The turmoil of grief lingers like a stain on the human heart while the residual energy from a tragic event can play like a broken record. In The Changeling, composer John Russell retains the grief of losing his wife and daughter after he moves into a macabre mansion; his corrupted new home. Small reminders of his family trigger memories of the past and their fatal last day. He sees a child’s face reflected in water and hears loud banging in the dead of night. His grief and anger repeat and remind.

hereditary-toni-collette
Image via A24/Reid Chavis

Similarly, Ari Aster's Hereditary expresses remnants of death and loss through repetition and recreation. In the midst of mourning the loss of the grandmother, the Graham family suffers an unexpected tragedy, leaving them haunted by the traumatic accident. Toni Collette's Annie, already grieving the loss of her own mother, meticulously constructs a replica of her home in order to help stabilize herself against a descent into madness after she begins seeing specters in the shadows. Her miniatures are a window into her state of mind. The concept of a home is therefore destroyed and simultaneously reconstructed as a coping mechanism.

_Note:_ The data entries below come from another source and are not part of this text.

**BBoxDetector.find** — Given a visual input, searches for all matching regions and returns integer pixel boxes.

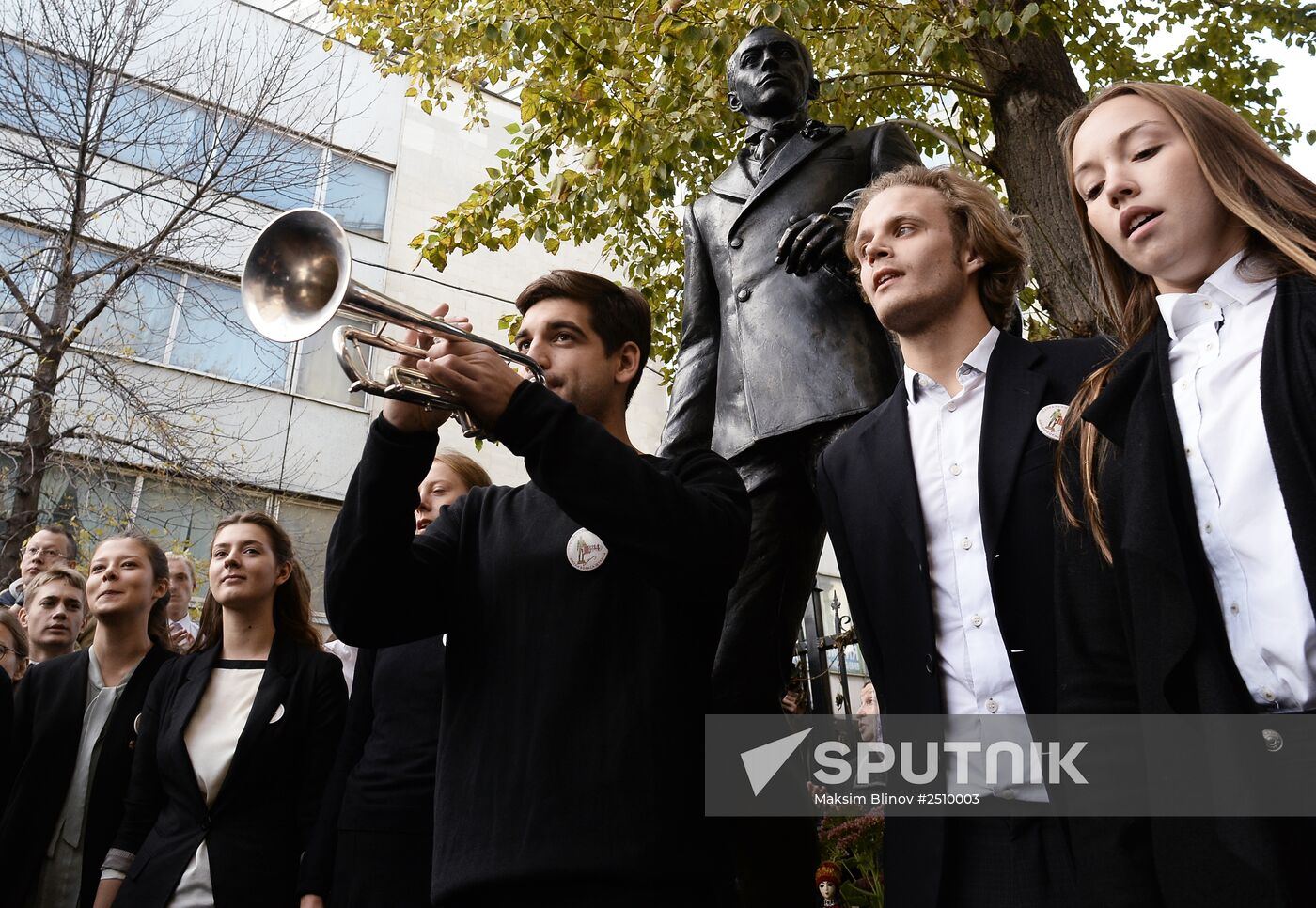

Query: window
[0,221,45,328]
[279,499,338,615]
[293,316,369,407]
[135,477,266,598]
[168,275,289,388]
[325,151,389,240]
[73,250,181,361]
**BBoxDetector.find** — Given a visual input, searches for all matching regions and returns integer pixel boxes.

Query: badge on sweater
[1037,404,1069,441]
[567,526,608,571]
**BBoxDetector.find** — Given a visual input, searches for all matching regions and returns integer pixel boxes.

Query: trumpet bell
[243,208,352,343]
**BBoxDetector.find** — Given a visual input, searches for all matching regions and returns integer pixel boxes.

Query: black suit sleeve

The yearning to build a home, both metaphorically and physically, is also central in Mike Flanagan’s The Haunting of Hill House. Following a tale of prolonged trauma, The Haunting of Hill House sees the Crain family move into the eponymous Hill House they intend to restore and sell in hopes of building their “forever home”. Suicide plagues the family, and the children’s pain follows them into adulthood, yet Hill House possesses a malevolent power that continues to stalk the characters, even outside its walls, leading them to return to its grip at the end. The house takes on anthropomorphic qualities, described as a body with eyes, bone, skin, a face, and a room that serves as its heart or stomach -- The Red Room, a nefarious nexus of innocence and love lost. And like a physical body, there are restorative opportunities specifically through the grieving process, thus opening a certain red door to a new life of forgiveness and healing.

The symbolism of the haunted houses is vast, and categorization can be pedantic, but distinct themes and imagery permeate the genre time and again. Indicative of the psychological condition and dreams of its residents, these supernatural dwellings carry emotional relevancy that warmly welcomes viewers--particularly those who possess phantoms of their own. Author Colin Dickey stated, “those aspects of life that are discontinuous, fragmented, or unexpected, are made whole through the ghost story.” The construction of haunted houses and the horrors therein are a catharsis that ultimately supports the navigation of grief, loss, and trauma. They act as the key to the internalized, private doors many of us keep securely locked--and rightfully so.